Die ganze vornehme Welt der Stadt wogte auf den glitzernden Kieswegen auf und ab, die Damen alle in neuen, duftigen Toiletten, Frühling auf den Hüten, Frühling in den Augen.
Und da kam auch Heri daher. Ein weißes, spitzenbesetztes Kleid umschloß ihre schlanke, biegsame Gestalt, ein meergrünes Band, das in breiter Schleife an der Seite herabfiel, war der einzige Schmuck des Kleides. Unter dem rosenumwundenen Hut fielen ihre dunklen Locken in freien Wellen hernieder und ihre unergründlichen Augen schimmerten und blitzten in die tiefsten Tiefen hinein. Wie eine Nixe so schön war sie. An ihrer Seite schritt der Oberleutnant, heiter auf sie einsprechend, und ich sah es ihm an, wie sehr er von dem Liebreiz der holden Mädchengestalt an seiner Seite begeistert war. Hinter den beiden schritt die Tante in eifrigem Gespräch mit einer etwa gleichaltrigen Dame, wahrscheinlich der Mutter des Oberleutnants.
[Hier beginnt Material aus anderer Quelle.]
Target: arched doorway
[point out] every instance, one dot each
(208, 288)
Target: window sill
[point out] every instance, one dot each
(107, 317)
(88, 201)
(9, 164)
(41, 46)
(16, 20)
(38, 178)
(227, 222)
Ich schlich von der Ferne hinter den vieren drein, und mein Herz schlug zum Zerspringen. Eifersucht, Haß, wildester Schmerz, das alles tobte in wilden Wirbeln durch meine Seele. Mir war’s, als müßte ich hinspringen und Heri von der Seite des Oberleutnants reißen und im nächsten Augenblicke hätte ich wieder am liebsten aufgeweint in namenlosem Schmerz. Und da hielt ich es endlich nicht mehr länger aus und ich eilte aus dem menschenwimmelnden Parke fort und hinaus in die Au, wo ich mich schluchzend wie ein Kind niederwarf. Und während von ferneher leise die wiegenden Klänge der Musik an mein Ohr drangen, weinte ich meinen Jammer in die junggrüne Frühlingserde hinein.
Dann setzte ich mich auf und begann zu grübeln. So konnte es nicht fortgehen, etwas mußte geschehen. Aber was? Ich sann und sann. Aber weder jetzt noch in den nächsten Tagen konnte ich zu einem Entschluß kommen. Ich zermarterte mir das Gehirn und hatte ich schon bisher mein Studium arg vernachlässigt, so wurde ich nun ganz unfähig, auch nur eine Seite zu lernen, einen Vortrag im Gedächtnisse zu behalten.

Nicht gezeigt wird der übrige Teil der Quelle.